Aprovada em setembro e com vigência a partir de março de 2026, a Lei nº 15.211/2025, popularmente conhecida como Lei Felca, introduz o Estatuto Digital da Criança e do Adolescente (ECA Digital). A legislação estabelece novas e importantes obrigações para empresas de tecnologia que operam no Brasil, visando fortalecer a proteção de menores de idade no ambiente digital.

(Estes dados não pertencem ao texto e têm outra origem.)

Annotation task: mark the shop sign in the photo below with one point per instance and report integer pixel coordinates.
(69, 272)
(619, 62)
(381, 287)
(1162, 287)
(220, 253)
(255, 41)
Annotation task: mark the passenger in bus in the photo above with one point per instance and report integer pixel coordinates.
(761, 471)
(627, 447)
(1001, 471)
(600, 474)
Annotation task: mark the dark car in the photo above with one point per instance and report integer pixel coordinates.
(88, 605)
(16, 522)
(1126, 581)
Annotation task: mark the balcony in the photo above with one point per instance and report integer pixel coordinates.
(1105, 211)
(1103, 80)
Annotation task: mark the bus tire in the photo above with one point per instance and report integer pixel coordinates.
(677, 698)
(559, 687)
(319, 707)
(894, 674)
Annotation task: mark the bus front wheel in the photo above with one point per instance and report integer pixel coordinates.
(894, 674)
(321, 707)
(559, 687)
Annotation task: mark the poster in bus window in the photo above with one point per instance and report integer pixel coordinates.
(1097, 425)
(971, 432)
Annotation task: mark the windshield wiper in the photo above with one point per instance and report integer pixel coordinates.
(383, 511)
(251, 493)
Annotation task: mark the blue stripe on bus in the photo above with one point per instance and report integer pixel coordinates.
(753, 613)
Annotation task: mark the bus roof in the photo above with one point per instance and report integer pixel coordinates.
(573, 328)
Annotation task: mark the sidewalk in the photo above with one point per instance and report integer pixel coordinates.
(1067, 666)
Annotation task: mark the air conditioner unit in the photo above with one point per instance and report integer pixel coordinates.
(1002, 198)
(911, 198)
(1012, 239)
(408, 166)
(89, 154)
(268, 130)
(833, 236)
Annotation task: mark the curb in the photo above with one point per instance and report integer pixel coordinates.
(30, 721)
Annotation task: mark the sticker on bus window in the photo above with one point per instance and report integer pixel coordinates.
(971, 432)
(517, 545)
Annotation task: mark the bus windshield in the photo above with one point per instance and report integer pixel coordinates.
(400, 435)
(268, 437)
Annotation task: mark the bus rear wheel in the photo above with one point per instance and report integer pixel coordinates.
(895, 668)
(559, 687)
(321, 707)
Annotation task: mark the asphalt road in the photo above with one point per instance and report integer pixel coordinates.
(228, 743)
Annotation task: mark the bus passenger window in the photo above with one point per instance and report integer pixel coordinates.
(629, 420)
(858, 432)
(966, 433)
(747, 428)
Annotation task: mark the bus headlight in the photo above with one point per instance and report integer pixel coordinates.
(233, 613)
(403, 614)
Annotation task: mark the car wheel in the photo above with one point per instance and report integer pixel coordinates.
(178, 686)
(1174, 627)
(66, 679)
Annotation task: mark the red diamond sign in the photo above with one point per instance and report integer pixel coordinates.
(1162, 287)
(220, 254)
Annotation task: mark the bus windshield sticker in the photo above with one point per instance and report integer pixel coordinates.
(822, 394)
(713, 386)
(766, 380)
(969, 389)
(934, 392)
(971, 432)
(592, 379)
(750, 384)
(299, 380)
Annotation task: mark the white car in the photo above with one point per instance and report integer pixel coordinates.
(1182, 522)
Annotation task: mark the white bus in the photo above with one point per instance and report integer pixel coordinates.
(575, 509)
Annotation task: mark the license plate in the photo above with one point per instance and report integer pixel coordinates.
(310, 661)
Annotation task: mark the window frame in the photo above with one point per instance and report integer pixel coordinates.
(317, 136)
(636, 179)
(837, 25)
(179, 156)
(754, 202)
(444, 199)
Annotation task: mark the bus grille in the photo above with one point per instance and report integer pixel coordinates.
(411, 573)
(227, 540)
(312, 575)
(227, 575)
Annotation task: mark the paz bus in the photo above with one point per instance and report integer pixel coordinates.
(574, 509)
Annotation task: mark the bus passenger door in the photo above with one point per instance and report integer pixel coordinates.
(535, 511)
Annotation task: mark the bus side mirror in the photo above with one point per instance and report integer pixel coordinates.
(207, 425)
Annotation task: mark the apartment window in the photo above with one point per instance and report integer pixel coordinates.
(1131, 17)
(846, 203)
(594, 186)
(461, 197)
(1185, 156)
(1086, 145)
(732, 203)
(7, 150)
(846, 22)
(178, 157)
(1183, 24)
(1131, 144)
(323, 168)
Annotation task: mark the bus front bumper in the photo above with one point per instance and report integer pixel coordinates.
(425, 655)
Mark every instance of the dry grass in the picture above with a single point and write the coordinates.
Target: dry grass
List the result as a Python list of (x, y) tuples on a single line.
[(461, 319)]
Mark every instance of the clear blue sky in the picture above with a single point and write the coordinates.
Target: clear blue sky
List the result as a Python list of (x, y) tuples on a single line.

O ECA Digital exige que plataformas online, como redes sociais, aplicativos e jogos eletrônicos acessíveis a crianças e adolescentes, implementem configurações de segurança reforçadas. Isso inclui a supervisão dos responsáveis e a restrição de conteúdos prejudiciais como violência, assédio, pornografia e exploração sexual. O objetivo central é garantir um ambiente digital mais seguro e protegido para os jovens.
Entre as medidas previstas, destaca-se a criação de um sistema confiável para verificação de idade, oferecendo ferramentas de monitoramento para pais e responsáveis. Além disso, perfis de menores de 16 anos deverão ser vinculados a um adulto. As plataformas serão obrigadas a remover rapidamente conteúdos que promovam bullying, discurso de ódio ou abusos, e a proibir publicidade direcionada baseada no comportamento dos usuários.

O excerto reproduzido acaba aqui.